By T. Scott Sewitch, Ph.D.
Beacon Behavioral Services

Men and women often enter into marriage with hopes of receiving unconditional and unlimited love and attention from a partner who lives only to meet their every need. It usually doesn’t take too long for both husband and wife to realize that these initial expectations were something of a fairy tale, and that the person sharing their bed and breakfast table is a separate individual with their own needs, attitudes and behavior patterns. How we deal with that initial shock and disappointment will often determine the future course of our marriage – whether it will be based on mutual affection and respect, or a battleground of ongoing bickering and conflict.

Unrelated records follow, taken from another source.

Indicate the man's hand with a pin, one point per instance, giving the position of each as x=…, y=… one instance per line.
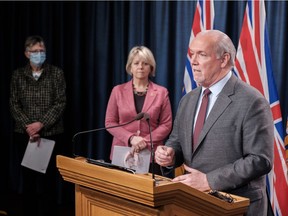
x=194, y=178
x=34, y=128
x=164, y=156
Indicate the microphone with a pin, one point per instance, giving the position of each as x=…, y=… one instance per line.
x=147, y=118
x=138, y=117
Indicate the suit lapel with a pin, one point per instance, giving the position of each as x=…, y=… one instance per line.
x=190, y=115
x=150, y=97
x=219, y=107
x=129, y=101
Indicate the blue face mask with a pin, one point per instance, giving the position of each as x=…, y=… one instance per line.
x=37, y=58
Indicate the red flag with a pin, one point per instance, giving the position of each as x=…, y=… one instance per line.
x=253, y=65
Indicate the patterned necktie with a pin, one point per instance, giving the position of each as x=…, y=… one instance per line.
x=201, y=117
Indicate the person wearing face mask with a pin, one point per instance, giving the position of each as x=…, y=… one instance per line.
x=37, y=103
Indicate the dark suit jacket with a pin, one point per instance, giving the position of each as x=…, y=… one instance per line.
x=235, y=147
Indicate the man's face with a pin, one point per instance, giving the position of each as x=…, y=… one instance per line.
x=204, y=62
x=38, y=47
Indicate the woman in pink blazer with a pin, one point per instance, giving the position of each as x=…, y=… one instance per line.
x=139, y=95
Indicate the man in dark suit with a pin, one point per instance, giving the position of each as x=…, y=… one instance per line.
x=234, y=150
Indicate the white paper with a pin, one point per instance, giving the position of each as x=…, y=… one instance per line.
x=37, y=155
x=139, y=161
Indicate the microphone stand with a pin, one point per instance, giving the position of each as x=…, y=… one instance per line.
x=147, y=117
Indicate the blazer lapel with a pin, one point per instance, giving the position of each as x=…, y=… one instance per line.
x=150, y=97
x=190, y=116
x=129, y=101
x=219, y=107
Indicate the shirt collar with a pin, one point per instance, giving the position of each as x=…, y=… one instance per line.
x=217, y=87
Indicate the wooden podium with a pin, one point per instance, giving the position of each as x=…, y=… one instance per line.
x=105, y=191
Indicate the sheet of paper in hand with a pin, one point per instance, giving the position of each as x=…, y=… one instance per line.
x=139, y=161
x=38, y=154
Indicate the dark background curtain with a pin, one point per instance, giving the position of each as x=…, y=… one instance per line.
x=91, y=41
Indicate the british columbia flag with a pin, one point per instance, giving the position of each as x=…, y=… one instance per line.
x=203, y=20
x=253, y=65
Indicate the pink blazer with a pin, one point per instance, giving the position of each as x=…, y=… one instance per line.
x=121, y=109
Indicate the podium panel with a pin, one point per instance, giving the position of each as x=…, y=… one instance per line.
x=104, y=191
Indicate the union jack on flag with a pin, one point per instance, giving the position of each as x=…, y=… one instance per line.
x=203, y=20
x=253, y=65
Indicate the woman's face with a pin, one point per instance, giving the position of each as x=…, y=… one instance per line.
x=140, y=68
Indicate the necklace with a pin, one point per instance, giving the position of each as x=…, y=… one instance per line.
x=140, y=93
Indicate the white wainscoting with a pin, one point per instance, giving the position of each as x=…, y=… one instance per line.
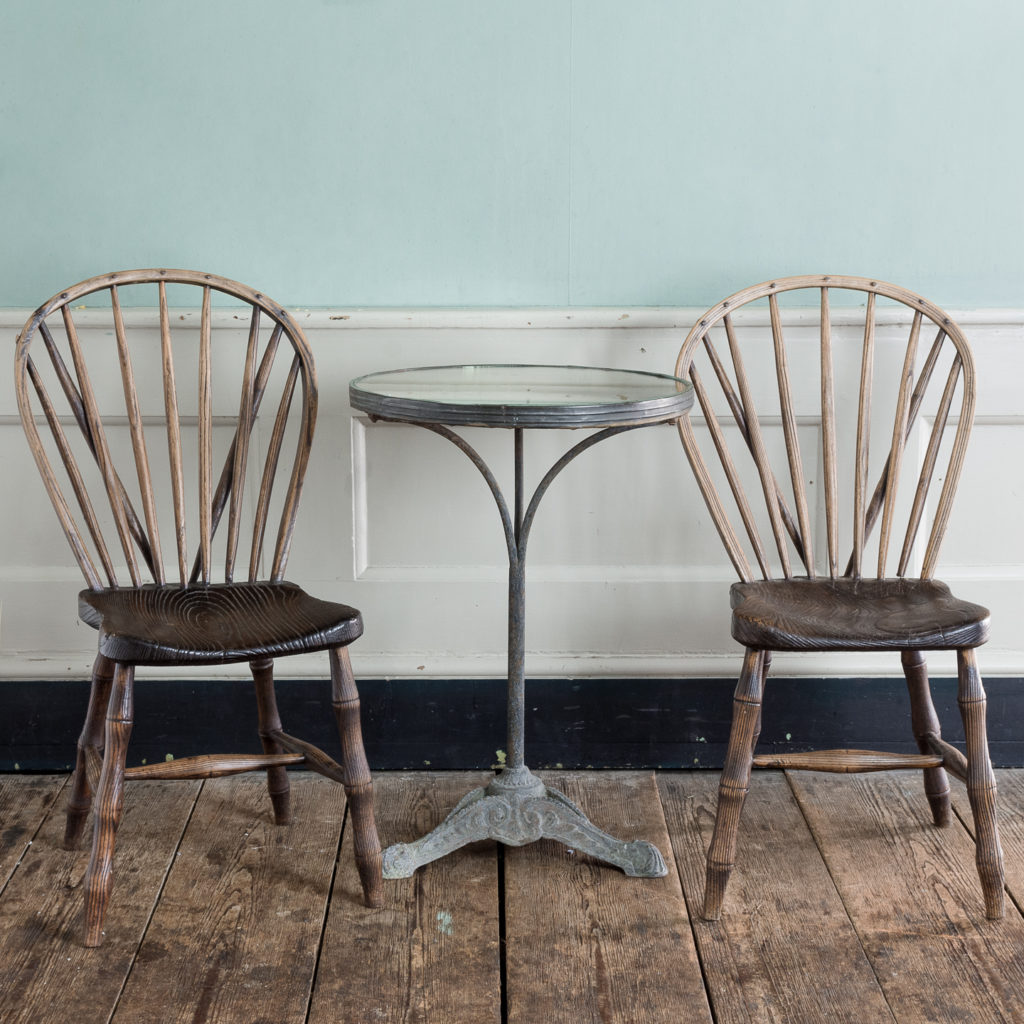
x=627, y=577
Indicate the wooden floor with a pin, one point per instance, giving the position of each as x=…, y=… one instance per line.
x=846, y=905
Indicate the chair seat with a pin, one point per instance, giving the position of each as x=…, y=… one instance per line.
x=854, y=614
x=236, y=622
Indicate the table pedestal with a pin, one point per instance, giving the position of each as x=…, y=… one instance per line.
x=516, y=807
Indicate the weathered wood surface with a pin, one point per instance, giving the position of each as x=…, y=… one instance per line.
x=911, y=392
x=228, y=623
x=854, y=614
x=431, y=953
x=46, y=975
x=25, y=803
x=586, y=943
x=237, y=934
x=873, y=915
x=783, y=949
x=1010, y=803
x=911, y=891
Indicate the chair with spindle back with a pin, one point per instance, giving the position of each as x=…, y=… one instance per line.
x=802, y=602
x=177, y=614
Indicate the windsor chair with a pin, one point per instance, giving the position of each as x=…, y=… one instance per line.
x=179, y=613
x=806, y=598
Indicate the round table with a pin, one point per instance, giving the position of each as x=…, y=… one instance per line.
x=516, y=807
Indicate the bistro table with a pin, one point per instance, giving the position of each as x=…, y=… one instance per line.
x=516, y=808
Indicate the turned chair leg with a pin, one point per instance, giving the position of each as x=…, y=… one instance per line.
x=110, y=798
x=269, y=721
x=358, y=785
x=925, y=723
x=735, y=780
x=980, y=782
x=89, y=744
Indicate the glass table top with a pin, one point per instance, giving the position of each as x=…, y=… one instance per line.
x=521, y=395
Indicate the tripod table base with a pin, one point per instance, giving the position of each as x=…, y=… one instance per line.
x=515, y=809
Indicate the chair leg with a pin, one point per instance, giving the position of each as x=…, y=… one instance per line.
x=110, y=798
x=269, y=720
x=925, y=723
x=90, y=741
x=980, y=782
x=735, y=780
x=358, y=785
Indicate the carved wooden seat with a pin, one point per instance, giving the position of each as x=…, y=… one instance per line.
x=807, y=599
x=214, y=625
x=99, y=455
x=854, y=614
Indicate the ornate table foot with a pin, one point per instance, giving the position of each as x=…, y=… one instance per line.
x=515, y=809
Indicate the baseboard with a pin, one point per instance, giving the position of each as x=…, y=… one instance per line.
x=460, y=724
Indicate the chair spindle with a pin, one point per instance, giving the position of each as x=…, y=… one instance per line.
x=792, y=437
x=828, y=437
x=898, y=443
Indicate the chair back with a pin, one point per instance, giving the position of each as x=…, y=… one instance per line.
x=128, y=424
x=934, y=374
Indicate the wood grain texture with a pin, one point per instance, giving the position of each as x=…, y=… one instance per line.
x=356, y=779
x=584, y=942
x=911, y=892
x=430, y=954
x=247, y=949
x=212, y=625
x=735, y=778
x=46, y=976
x=925, y=724
x=980, y=781
x=109, y=803
x=25, y=803
x=88, y=755
x=844, y=762
x=1011, y=785
x=949, y=337
x=786, y=952
x=78, y=389
x=854, y=614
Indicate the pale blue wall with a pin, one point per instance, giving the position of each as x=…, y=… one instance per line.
x=519, y=153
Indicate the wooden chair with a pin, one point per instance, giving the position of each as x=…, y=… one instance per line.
x=808, y=600
x=177, y=614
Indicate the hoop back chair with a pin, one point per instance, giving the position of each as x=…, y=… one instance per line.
x=183, y=611
x=796, y=594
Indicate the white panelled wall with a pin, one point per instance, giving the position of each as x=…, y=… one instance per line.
x=627, y=577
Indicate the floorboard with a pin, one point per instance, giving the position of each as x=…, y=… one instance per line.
x=25, y=802
x=586, y=943
x=846, y=904
x=46, y=975
x=912, y=893
x=783, y=949
x=1010, y=807
x=238, y=930
x=431, y=954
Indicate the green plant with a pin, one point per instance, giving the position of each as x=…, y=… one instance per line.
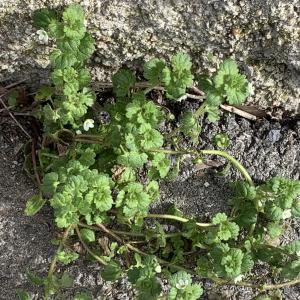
x=111, y=176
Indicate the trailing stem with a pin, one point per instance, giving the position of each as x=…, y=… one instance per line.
x=224, y=154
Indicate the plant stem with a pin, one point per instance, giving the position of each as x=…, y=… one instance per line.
x=134, y=249
x=86, y=247
x=263, y=287
x=200, y=110
x=176, y=218
x=54, y=260
x=224, y=154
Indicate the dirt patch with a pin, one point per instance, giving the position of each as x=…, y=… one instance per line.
x=266, y=149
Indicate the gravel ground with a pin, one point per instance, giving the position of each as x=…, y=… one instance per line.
x=262, y=35
x=266, y=149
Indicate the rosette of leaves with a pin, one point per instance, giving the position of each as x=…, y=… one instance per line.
x=226, y=85
x=176, y=78
x=75, y=191
x=70, y=100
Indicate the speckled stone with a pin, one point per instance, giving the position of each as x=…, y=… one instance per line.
x=262, y=35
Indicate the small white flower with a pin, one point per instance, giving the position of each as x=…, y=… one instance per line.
x=181, y=284
x=286, y=214
x=42, y=36
x=88, y=123
x=251, y=89
x=158, y=269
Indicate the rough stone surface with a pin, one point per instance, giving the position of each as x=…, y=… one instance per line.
x=25, y=242
x=262, y=35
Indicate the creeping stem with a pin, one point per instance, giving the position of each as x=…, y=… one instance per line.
x=176, y=218
x=224, y=154
x=262, y=287
x=54, y=260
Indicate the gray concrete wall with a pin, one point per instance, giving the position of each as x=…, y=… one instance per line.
x=262, y=35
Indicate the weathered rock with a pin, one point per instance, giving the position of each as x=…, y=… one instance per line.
x=262, y=35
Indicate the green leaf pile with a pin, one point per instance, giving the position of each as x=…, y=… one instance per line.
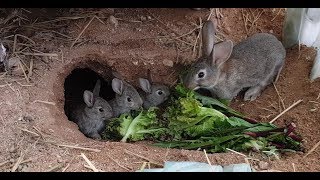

All too often the effort to get our needs met in a marriage degenerates into conflict, with each person digging in and holding their position through a long series of power struggles. These relationships are marked by various negative change strategies, such as arguing, yelling, belittling and withholding. Obviously, this cannot work. People do not get their needs met in this way. No one can actually “win” an argument or power struggle in a marriage. Usually these battles result in a standoff of one sort or another. But, even if one person appears to have “won,” the unhappy reality is that they have defeated their own life partner. Further, the “loser” is left feeling hurt and resentful, and it is only a matter of time before they will try to even the score…and the battle continues. “…What goes around comes around.”

That phrase, while describing the essence of a conflict-filled relationship, also points the way to the solution. That is, the “vicious cycle” of conflict can be changed into a “positive cycle” of mutual caring and respect.

This can happen when both partners begin using positive change strategies. Positive change in a relationship comes about when both people give up on the notion that they can coercively demand that their needs be met, and instead focus on meeting their partner’s needs. If people freely give to each other in this way, both get their needs met.

This is a powerful change and it can work wonderfully well. But, it can be difficult to give up long practiced patterns of arguing and demanding in an effort to get what you need. To help yourself make a positive change, try to remember that putting out a lot of hostile negativity makes it quite likely that hostile negativity is exactly what will be coming back to you. However, if you make the effort to be caring and giving to your partner, you are strongly encouraging them to act that way toward you. “….What goes around comes around.”